When it comes to gambling, everyone knows the “house” always wins, right?

Well, following passage of the Trump administration’s One Big Beautiful Bill Act (OBBBA) on July 4 the U.S. House of Representatives helped to enact significant changes to the way U.S. gamblers can deduct their losses when they file their federal income tax returns.

Here’s what you need to know about this change and its implications for both casual and professional gamblers.

Key Change: The 90% Deduction Cap

The OBBBA eliminated the ability of taxpayers to take a 100% deduction for their gambling losses against any income from their gambling winning for the year.

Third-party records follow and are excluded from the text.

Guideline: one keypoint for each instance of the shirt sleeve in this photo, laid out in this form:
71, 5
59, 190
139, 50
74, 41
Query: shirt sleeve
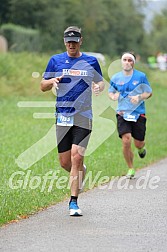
97, 73
112, 88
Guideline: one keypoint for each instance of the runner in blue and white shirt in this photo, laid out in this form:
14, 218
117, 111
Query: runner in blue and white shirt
74, 75
130, 88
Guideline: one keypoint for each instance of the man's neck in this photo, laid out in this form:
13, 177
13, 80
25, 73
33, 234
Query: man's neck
128, 73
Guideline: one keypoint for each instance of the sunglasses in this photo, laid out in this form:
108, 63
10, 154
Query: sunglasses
129, 60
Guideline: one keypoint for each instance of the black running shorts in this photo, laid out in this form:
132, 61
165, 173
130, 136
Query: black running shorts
78, 134
137, 129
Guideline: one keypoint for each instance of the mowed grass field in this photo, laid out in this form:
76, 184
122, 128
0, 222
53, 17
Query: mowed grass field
26, 190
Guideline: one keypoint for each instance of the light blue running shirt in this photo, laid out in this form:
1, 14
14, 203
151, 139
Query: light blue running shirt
127, 86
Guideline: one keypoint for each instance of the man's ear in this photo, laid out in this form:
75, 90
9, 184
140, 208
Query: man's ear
81, 41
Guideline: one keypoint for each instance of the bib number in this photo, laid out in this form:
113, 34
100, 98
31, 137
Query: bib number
130, 117
65, 120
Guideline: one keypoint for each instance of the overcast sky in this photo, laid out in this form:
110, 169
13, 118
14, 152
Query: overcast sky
153, 7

  • Effective Date: The change applies to tax years starting Jan. 1, 2026.
  • Old Rule: Previously, gamblers could deduct up to 100% of their gambling losses—but only up to the amount of their winnings. For example, if someone had $100,000 in winnings and $100,000 in losses, they could deduct the full $100,000 in losses and pay no tax on gambling income.
  • OBBBA Rule: Gamblers can now deduct only 90% of their gambling losses against their winnings. Using the earlier example, if you win $100,000 and lose $100,000, you would be able to deduct only $90,000 of your losses. The remaining $10,000 would be treated as taxable income—even though, in reality, you broke even for the year.

Broader Implications

  • Tax on Phantom Income: Gamblers may now owe taxes on money they never truly gained. If your winnings and losses are equal, or if you lose more than you win, you’ll still owe taxes on 10% of your winnings, creating a liability even in years you technically lost or broke even.
  • Professional Gamblers: High-volume or professional gamblers will feel this effect most acutely, but the rule applies to casual bettors as well.
  • Documentation Remains Required: To claim any deduction, you must continue to keep accurate records of your gambling activity and itemize your deductions on your tax return.

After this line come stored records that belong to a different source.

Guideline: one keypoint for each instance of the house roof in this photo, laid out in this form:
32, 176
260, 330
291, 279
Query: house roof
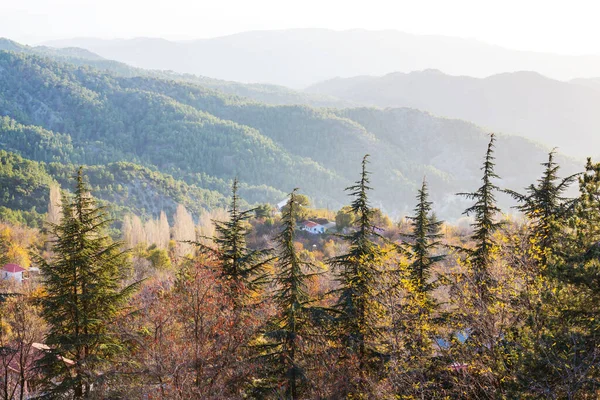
13, 268
281, 204
310, 224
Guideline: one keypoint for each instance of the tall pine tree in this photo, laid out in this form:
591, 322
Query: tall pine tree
242, 267
546, 207
288, 338
485, 213
424, 240
83, 296
358, 274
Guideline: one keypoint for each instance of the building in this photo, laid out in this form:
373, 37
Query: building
312, 227
12, 271
281, 204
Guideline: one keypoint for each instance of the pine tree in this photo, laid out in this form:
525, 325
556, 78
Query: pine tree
485, 212
546, 208
286, 340
415, 323
242, 267
358, 273
424, 239
83, 296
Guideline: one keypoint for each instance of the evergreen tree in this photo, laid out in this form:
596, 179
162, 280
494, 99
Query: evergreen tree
84, 295
485, 213
414, 366
358, 273
546, 208
287, 340
424, 236
241, 267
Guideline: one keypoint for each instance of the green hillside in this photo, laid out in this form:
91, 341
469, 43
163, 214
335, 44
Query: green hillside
60, 112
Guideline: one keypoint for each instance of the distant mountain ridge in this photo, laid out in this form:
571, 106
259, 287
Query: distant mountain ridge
69, 114
300, 57
523, 103
265, 93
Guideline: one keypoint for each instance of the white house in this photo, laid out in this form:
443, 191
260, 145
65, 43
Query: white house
12, 271
312, 227
281, 204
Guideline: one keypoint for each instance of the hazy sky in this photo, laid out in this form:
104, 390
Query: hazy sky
560, 26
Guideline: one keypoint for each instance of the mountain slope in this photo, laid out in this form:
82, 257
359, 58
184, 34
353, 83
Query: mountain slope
75, 114
525, 103
265, 93
300, 57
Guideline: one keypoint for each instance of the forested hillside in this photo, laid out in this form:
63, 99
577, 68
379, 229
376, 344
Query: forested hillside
265, 93
523, 103
300, 57
78, 115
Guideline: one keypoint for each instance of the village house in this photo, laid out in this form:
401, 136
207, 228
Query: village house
312, 227
12, 271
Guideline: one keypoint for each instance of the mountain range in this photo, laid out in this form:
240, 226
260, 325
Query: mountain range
300, 57
563, 114
60, 112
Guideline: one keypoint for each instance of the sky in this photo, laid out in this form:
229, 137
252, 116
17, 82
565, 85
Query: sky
564, 27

Failure to properly document your annual winnings and losses can lead to substantial issues if you are audited by the IRS in the future.

Industry and Political Response

  • Widespread Opposition: Casino operators, gambling organizations and many lawmakers have heavily criticized the change included in the OBBBA. There is bipartisan support for bills aimed at restoring the full 100% deduction. One such bill, the FAIR BET Act, was introduced soon after OBBBA’s passage, but efforts to repeal the new limit have so far stalled in Congress.
  • Potential for Future Change: The backlash and ongoing debate suggest the gambling loss deduction cap could still be overturned or modified in future tax legislation, but as of now, the 90% cap is set to take effect for 2026 and beyond.

What Gamblers Should do?

  • Plan for Extra Tax Liability: Adjust your strategy and finances to account for the fact that you may owe more in federal taxes starting with your 2026 return.
  • Keep Thorough Records: Maintain detailed documentation (receipts, logbooks, statements) of all gambling activities to substantiate any deductions you claim.
  • Watch for Legislative Updates: Stay alert to news around the gambling loss deduction cap, as the possibility of full restoration is a live political issue.

Bottom Line

The OBBBA reduces the deductibility of gambling losses from 100% to 90%. This means more gamblers may pay taxes—even when they break even or lose overall—starting in 2026.

The rule increases the odds of “phantom income” tax bills and has triggered strong pushback from both the industry and lawmakers. Taxpayers would do well to continue monitoring for any changes to this deduction in Congress through the remainder of the legislative session.